Los financistas y empresarios deben pensar que sus empleados tienen las mismas necesidades básicas que tienen aquellos que poseen bienes de fortuna. Es indispensable aceptar que la lucha por un país más equitativo no es una conducta unilateral de ‘x’ o ‘y’ gobierno sino de todos los colombianos.


Resulta fundamental despojarse de posturas netamente mercantilistas y egoístas, para adquirir una conciencia de que se trata de un compromiso con nuestra sociedad que es indispensable e impostergable. Buscar, de la mano del poder político, soluciones que impliquen diseñar proyectos educativos, de salud, de creación de empleo, ofrecer un reajuste a las pensiones de jubilación, para que todos aquellos que llegan a la tercera edad, puedan disfrutar de su descanso sin depender de otros, sin pasar grandes necesidades y contando con gran eficiencia en lo que respecta a su salud. Deben estar dispuestos a colaborar con programas innovadores dirigidos a la capacitación rural, establecer incentivos, para que los pobladores del campo estén en condiciones de conseguir, a futuro, empleos bien remunerados y estables, que frenen el desplazamiento hacia las grandes ciudades.

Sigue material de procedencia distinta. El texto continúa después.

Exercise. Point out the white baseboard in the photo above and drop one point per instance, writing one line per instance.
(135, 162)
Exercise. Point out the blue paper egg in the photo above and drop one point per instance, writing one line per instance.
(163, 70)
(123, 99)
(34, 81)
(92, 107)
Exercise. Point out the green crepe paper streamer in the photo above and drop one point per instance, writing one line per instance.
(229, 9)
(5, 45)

Se deben establecer parámetros conducentes a proteger a la infancia para que no esté obligada a dedicarse al rebusque. Igualmente es necesario esforzarse por establecer conductas conciliatorias, dejando atrás la intolerancia y la exclusión. Urge detenerse a pensar en este tipo de soluciones no es ni mucho menos, entrar en el camino de las propuestas descabelladas. Es invertir en el verdadero futuro de la nación. Y es entender que se gana más cuando van despareciendo las desigualdades y se formulan las condiciones más idóneas   para proyectar un futuro más próspero para sus propias inversiones.

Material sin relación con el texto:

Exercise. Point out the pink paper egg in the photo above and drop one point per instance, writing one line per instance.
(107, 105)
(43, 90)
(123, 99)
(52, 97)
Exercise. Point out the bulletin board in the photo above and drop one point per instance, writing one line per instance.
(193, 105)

La estabilidad de un país es también garantía de grandes beneficios a corto, mediano y largo plazo. No se está proponiendo fortalecer el hipócrita sistema de aparentar hacer “dádivas generosas” pero lo que en realidad se pretende es evadir impuestos. Se está pensando en generar cambios que lleven a políticas duraderas en pos del bienestar de todos. Es comprender que se debe abandonar la conducta esa que considera que el lucro debe verse rápidamente e ir acompañado de ganancias absurdamente desproporcionadas.  De esta manera se puede lograr un mayor crecimiento económico, no de pocos, sino de todos. Se busca es cimentar al país con raíces efectivas y solidas. El resultado será encontrarnos con una nación que este andando, con paso firme, hacia el progreso.